Affinché le imprese incrementino gli investimenti e la capacità produttiva, l'Europa dovrà non solo aumentare il livello della domanda attraverso una spesa più elevata, ma anche garantire che questa si concentri all'interno dei nostri confini e che venga aggregata a livello europeo.

Il modo più efficiente per generare questa domanda sarebbe quello di aumentare la spesa comune europea. Ma in assenza di un tale approccio centralizzato, possiamo ottenere molto coordinando più strettamente le politiche di approvvigionamento pubblico e applicando requisiti più espliciti di contenuto locale per i prodotti e i componenti prodotti nell'Ue.

Questa concentrazione e aggregazione della domanda aumenterà anche l'efficacia della spesa pubblica, riducendo le duplicazioni e aumentando l'interoperabilità, soprattutto per le attrezzature militari.

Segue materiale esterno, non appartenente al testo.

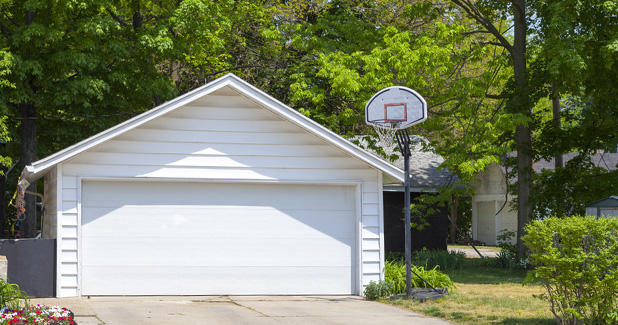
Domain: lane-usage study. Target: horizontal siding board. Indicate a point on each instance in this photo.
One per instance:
(212, 161)
(229, 125)
(69, 194)
(201, 112)
(69, 231)
(68, 268)
(218, 173)
(220, 149)
(371, 220)
(371, 267)
(223, 101)
(220, 137)
(371, 232)
(371, 243)
(371, 208)
(69, 207)
(370, 197)
(69, 256)
(67, 291)
(69, 181)
(368, 277)
(371, 255)
(68, 280)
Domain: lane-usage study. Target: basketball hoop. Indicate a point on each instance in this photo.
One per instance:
(388, 111)
(386, 138)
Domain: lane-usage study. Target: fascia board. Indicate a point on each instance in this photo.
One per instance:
(37, 169)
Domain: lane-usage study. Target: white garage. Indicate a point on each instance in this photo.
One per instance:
(217, 238)
(223, 190)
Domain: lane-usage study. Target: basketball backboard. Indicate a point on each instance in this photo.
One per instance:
(395, 108)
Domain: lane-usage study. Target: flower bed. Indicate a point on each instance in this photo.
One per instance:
(37, 315)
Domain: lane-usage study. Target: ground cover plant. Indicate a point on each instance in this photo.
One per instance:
(37, 315)
(576, 260)
(486, 294)
(15, 309)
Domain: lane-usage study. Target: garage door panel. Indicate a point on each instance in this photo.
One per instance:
(209, 252)
(159, 238)
(289, 196)
(216, 221)
(248, 280)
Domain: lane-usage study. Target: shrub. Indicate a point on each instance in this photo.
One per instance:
(378, 289)
(444, 259)
(11, 296)
(576, 259)
(395, 273)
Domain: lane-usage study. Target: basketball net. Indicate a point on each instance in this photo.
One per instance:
(387, 139)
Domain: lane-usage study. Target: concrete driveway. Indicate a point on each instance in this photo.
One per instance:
(235, 310)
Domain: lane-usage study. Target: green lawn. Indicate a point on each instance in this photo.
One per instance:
(486, 294)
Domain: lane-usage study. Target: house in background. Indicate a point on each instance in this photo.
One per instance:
(607, 207)
(223, 190)
(492, 207)
(425, 177)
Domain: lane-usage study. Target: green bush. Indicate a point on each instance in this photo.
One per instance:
(395, 273)
(576, 259)
(11, 296)
(431, 258)
(378, 289)
(445, 260)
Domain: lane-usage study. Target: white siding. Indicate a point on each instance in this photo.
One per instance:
(50, 204)
(219, 138)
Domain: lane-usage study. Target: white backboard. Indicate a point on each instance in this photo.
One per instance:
(395, 108)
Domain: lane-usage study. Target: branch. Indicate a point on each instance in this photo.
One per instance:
(473, 12)
(9, 18)
(116, 17)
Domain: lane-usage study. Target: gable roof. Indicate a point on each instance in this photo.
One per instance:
(41, 167)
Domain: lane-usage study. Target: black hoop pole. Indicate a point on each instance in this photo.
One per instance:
(403, 140)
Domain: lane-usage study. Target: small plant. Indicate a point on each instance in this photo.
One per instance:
(576, 259)
(444, 259)
(395, 272)
(395, 256)
(11, 296)
(37, 315)
(380, 289)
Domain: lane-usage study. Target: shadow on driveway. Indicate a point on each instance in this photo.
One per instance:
(235, 310)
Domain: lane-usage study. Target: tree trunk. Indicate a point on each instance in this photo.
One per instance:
(28, 155)
(523, 133)
(558, 161)
(453, 229)
(2, 200)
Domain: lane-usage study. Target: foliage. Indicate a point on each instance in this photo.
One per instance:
(11, 296)
(507, 257)
(576, 259)
(380, 289)
(395, 272)
(37, 315)
(445, 260)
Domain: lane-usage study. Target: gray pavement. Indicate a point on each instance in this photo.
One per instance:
(235, 310)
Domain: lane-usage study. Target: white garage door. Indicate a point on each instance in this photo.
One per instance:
(163, 238)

E corrisponderà alle politiche applicate dai nostri rivali geopolitici.

Il paradigma che ci ha portato alla prosperità in passato era anche quello in cui il commercio mondiale era governato da regole multilaterali. Ma ora queste regole sono sempre meno vincolanti e le economie più grandi operano sempre più unilateralmente. Non vogliamo diventare protezionisti in Europa, ma non possiamo rimanere passivi se le azioni degli altri minacciano la nostra prosperità. Anche le recenti decisioni degli Stati Uniti di imporre tariffe alla Cina hanno implicazioni per la nostra economia attraverso il riorientamento delle esportazioni. La sfida che dobbiamo affrontare è che, rispetto agli Stati Uniti, siamo più vulnerabili sia all'inazione sul commercio che alle ritorsioni. Il settore manifatturiero europeo impiega un numero di persone due volte e mezzo superiore a quello degli Stati Uniti. Inoltre, più di un terzo del nostro pil manifatturiero viene assorbito al di fuori dell'Ue, rispetto a circa un quinto degli Stati Uniti.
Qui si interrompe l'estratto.